Each year, more than 800,000 children under five die from diarrhea, the U.N. said, many due to poor sanitation.
Lack of access to clean bathrooms in schools also deters many women and girls from pursuing their education after they reach puberty, says a report titled "We Can't Wait" from WaterAid, a private agency working with the U.N. and Unilever, the multinational consumer goods company.
"Sanitation is central to human and environmental health," said Ban as he launched a campaign to end open defecation by the 2025 and cut in half the number of people lacking decent sanitation. "It is essential for sustainable development, dignity and opportunity."
By working together -- and by having a frank and open discussion on the importance of toilets and sanitation -- we can improve the health and well-being of one-third of the human family," added Ban. "That is the goal of World Toilet Day."
But according to a World Toilet Organization report, the world is far from meeting its 2025 goal.
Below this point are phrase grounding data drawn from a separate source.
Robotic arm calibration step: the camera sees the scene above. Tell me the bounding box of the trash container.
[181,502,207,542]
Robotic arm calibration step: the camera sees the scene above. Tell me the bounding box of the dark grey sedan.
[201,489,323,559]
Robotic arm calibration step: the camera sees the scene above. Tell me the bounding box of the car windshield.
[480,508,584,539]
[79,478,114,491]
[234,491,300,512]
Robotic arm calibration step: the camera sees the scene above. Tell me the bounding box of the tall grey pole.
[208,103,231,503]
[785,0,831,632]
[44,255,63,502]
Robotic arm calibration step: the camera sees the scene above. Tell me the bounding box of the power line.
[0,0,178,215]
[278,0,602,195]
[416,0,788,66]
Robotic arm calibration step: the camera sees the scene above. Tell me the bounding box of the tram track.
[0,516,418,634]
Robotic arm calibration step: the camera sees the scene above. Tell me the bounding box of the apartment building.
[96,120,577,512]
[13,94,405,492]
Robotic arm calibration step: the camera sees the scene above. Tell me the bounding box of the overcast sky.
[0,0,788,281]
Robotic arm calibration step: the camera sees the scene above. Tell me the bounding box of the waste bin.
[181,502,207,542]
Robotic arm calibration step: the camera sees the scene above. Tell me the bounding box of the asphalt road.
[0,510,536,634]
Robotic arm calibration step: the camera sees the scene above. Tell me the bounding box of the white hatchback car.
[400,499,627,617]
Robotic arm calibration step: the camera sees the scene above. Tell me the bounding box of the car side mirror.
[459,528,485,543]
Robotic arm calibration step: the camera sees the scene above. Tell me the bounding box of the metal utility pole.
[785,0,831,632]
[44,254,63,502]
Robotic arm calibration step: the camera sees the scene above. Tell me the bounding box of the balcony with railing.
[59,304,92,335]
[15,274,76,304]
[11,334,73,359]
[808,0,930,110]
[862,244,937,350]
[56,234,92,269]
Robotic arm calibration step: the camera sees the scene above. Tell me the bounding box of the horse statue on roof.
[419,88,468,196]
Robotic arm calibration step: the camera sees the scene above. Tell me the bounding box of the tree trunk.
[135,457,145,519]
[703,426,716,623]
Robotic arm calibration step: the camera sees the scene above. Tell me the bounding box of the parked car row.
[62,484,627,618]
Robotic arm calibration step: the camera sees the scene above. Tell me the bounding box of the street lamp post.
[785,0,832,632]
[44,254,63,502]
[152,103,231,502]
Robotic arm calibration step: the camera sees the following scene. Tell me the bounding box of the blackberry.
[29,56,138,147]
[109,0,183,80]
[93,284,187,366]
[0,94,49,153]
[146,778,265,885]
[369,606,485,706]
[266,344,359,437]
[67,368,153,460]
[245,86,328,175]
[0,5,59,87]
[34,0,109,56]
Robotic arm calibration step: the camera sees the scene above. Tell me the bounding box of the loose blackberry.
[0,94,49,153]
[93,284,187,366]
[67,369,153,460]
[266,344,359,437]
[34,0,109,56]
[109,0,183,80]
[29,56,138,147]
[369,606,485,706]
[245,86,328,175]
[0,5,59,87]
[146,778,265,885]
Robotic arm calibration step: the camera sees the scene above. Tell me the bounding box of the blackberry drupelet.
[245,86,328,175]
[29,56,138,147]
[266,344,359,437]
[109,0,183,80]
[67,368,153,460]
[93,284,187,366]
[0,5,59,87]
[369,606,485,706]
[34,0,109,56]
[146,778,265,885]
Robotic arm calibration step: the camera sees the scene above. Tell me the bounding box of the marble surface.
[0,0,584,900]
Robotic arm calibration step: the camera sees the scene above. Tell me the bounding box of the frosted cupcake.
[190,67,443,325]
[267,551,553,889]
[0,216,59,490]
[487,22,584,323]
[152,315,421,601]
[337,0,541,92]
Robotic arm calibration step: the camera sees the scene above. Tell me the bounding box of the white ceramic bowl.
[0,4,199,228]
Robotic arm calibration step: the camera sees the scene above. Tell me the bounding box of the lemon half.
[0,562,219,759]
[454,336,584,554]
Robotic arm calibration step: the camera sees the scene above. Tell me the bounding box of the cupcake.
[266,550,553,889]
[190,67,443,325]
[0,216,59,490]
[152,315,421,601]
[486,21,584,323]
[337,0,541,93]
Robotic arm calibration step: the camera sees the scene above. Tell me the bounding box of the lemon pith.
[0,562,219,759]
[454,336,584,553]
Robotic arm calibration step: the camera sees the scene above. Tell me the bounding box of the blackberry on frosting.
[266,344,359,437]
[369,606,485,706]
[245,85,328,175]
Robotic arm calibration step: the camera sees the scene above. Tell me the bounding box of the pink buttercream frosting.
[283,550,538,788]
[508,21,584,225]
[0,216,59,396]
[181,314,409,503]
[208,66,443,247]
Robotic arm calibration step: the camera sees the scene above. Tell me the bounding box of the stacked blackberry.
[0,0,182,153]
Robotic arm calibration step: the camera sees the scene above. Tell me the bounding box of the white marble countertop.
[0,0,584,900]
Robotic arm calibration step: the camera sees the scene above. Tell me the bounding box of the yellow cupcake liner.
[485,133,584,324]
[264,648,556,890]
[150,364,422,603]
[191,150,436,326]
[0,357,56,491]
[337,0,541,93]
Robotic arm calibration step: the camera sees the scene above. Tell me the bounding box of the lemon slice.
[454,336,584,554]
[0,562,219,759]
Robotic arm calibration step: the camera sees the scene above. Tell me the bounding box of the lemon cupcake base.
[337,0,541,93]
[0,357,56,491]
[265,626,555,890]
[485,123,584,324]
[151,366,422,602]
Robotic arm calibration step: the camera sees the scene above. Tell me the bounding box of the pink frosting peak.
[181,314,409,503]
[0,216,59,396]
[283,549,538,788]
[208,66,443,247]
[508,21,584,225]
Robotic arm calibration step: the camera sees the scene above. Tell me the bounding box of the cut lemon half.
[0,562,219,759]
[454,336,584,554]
While open defecation rates have fallen dramatically in the last few decades, 15 percent of the global population still defecates in the open.
Of that group, 60 percent are located in South Asia and Sub Saharan Africa.
India has a particularly bad toilet problem. Less than one-third of rural Indian households have toilets. Even in urban areas, where most people do have them, the plumbing and sanitation systems raise health concerns.
Exacerbating India’s issues is its former caste system, where people formerly called “untouchables” still often are forced to clean human waste from open lavatories.
A 1961 government report said there were 3.5 million Indians performing the task. The government says that number is now down to about 64,000, but international humanitarian organizations dispute this number.
The situation is slowly improving in India and elsewhere. Laws have been passed in India and other countries requiring government buildings and government-built schools to include toilets. And organizations such as UNICEF are spending millions to bring toilets to communities without them, including Tacloban - the city destroyed by Typhoon Haiyan.